There are many treatment options for each of the two conditions. Drugs such as orlistat, phentermine-topiramate, and naltrexone-bupropion, as well as bariatric surgery, can be used for the management of obesity. Insulin, metformin, and sulfonylurea are available options for managing DM10, 11. In both conditions, lifestyle modification is essential for achieving effective management. Diet and exercise can result in a 0.3 to 2.0% decrease in HbA1c and medication doses, a 7% reduction in body weight, and a lower risk of adverse events12,13,14.

Obese men and women have a sevenfold and 12-fold increase in the risk of developing diabetes, respectively15. This association could be explained by the fact that obesity causes an increase in the release of fatty acids from adipose tissues, which has been linked to the development of insulin resistance and beta-cell dysfunction16. Therefore, there is a strong link between obesity and type 2 diabetes mellitus (T2DM), with approximately 90% of type 2 diabetic patients being obese or overweight17. Together, they increase the individuals' mortality risk sevenfold18. Common diabetes medications, such as insulin and sulfonylurea, can lead to weight gain17.

Glucagon-like peptide 1 receptor agonists (GLP-1RAs) are a unique class of drugs that can treat diabetes and obesity. They activate GLP-1 receptors, which are found throughout the body and serve various biological functions. GLP-1RAs work in the pancreas by stimulating GLP-1 receptors to increase insulin release, thereby alleviating hyperglycemia; in the hypothalamus, stimulation of GLP-1 receptors decreases appetite and increases satiety19, 20. GLP-1RAs that are commonly used include liraglutide and exenatide. They outperformed other classes of anti-diabetic drugs in terms of glycemic control and reduced cardiovascular outcomes and all-cause mortality in diabetic patients21. However, liraglutide and exenatide are short-acting GLP-1RAs that must be administered once daily and twice daily, respectively, which is inconvenient for long-term compliance.

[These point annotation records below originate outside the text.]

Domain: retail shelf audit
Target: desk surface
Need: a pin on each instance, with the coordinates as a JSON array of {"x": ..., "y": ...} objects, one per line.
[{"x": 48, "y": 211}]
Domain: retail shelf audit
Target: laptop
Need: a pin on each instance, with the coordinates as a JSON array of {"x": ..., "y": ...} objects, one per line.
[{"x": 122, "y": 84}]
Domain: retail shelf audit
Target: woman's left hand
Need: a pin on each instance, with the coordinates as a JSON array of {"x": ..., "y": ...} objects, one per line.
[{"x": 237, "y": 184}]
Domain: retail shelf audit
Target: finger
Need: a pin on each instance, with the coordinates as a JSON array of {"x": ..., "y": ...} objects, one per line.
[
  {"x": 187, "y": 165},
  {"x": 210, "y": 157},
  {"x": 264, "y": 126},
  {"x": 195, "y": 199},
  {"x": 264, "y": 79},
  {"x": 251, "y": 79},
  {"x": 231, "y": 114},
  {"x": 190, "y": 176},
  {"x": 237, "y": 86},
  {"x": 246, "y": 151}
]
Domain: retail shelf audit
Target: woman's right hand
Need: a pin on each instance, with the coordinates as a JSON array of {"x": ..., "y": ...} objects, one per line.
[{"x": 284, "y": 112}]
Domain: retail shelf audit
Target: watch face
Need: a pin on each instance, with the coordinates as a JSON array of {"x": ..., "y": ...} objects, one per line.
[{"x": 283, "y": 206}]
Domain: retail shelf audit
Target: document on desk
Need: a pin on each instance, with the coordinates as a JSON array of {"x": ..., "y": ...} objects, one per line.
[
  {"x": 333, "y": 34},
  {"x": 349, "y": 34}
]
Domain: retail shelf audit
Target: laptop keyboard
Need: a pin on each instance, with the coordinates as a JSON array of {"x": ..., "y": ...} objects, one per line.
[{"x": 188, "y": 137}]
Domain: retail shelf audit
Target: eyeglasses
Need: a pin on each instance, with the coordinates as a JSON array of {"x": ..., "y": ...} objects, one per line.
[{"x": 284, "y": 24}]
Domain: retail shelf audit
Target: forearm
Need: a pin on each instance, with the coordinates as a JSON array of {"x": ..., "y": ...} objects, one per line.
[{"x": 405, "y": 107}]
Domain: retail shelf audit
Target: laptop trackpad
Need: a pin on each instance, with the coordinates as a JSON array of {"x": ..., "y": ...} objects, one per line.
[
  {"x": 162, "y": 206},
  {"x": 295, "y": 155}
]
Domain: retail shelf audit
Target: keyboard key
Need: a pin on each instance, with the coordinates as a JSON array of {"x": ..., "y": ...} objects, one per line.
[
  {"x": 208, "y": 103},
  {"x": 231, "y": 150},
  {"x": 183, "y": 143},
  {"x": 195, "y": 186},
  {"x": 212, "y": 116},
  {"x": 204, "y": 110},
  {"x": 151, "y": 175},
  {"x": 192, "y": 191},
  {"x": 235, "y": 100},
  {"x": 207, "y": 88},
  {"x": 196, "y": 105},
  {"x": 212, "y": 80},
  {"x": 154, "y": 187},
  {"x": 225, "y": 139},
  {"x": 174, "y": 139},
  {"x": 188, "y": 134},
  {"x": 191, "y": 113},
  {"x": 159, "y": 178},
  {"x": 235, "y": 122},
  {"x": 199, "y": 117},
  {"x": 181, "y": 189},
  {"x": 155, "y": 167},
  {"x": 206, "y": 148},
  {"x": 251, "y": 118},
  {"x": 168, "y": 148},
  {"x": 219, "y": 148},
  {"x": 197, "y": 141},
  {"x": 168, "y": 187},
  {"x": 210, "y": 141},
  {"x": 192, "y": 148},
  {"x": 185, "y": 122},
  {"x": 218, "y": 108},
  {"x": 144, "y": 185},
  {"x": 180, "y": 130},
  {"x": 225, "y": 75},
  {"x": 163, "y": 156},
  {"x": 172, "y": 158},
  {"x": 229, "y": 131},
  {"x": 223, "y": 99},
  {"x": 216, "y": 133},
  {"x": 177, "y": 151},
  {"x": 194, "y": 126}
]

Furthermore, a study found that long-acting exenatide improved glycemic control significantly more than short-acting exenatide, with similar effects on body weight and the incidence of hypoglycemia22. Once-weekly taspoglutide, a long-acting GLP-1RA, provided better glycemic control than short-acting exenatide but caused unacceptable adverse effects23. Therefore, new long-acting GLP-1 receptor agonists are required.

Polyethylene glycol loxenatide (PEX168) is a novel member of the GLP-1RAs class derived from exenatide; however, the presence of polyethylene glycol (PEG) in its structure slowed peptide chain degradation, reducing toxicity, extending the duration of action and half-life, and making it less immunogenic24. PEX168 is administered once a week, and patients tolerate it well23. Furthermore, Chen et al.25 found that PEX improved all glycemic control parameters, including HbA1c and fasting and postprandial plasma glucose, while maintaining excellent safety and tolerance in diabetic patients. Several trials have been conducted to assess the efficacy and safety of various doses of PEX168 in type 2 diabetic patients, either alone or as an add-on therapy24,25,26,27,28,29. Therefore, we performed a meta-analysis to summarize the efficacy and safety of PEX168 monotherapy or as an add-on therapy to metformin in type 2 diabetic patients. We used network meta-analysis as well to find the optimal dose.

Methods

Our review protocol was submitted prospectively and published in PROSPERO under the ID CRD42023403563. We carried out a systematic review and meta-analysis in accordance with the Preferred Reporting Items for Systematic Reviews and Meta-Analyses (PRISMA) statement30.

Literature search strategy

Web of Science, SCOPUS, PubMed, and Cochrane Central were thoroughly searched using the following search strategy: "PEX168" OR "PEX 168" OR "PEX-168" OR "PEG-Loxe" OR "PEG-loxenatide" OR "polyethylene glycol loxenatide" OR "loxenatide" in all fields through February 23, 2023. No search filters were used. Table S1 shows the entire search strategy and the results for each database. The references of the eligible papers were also searched for other relevant studies.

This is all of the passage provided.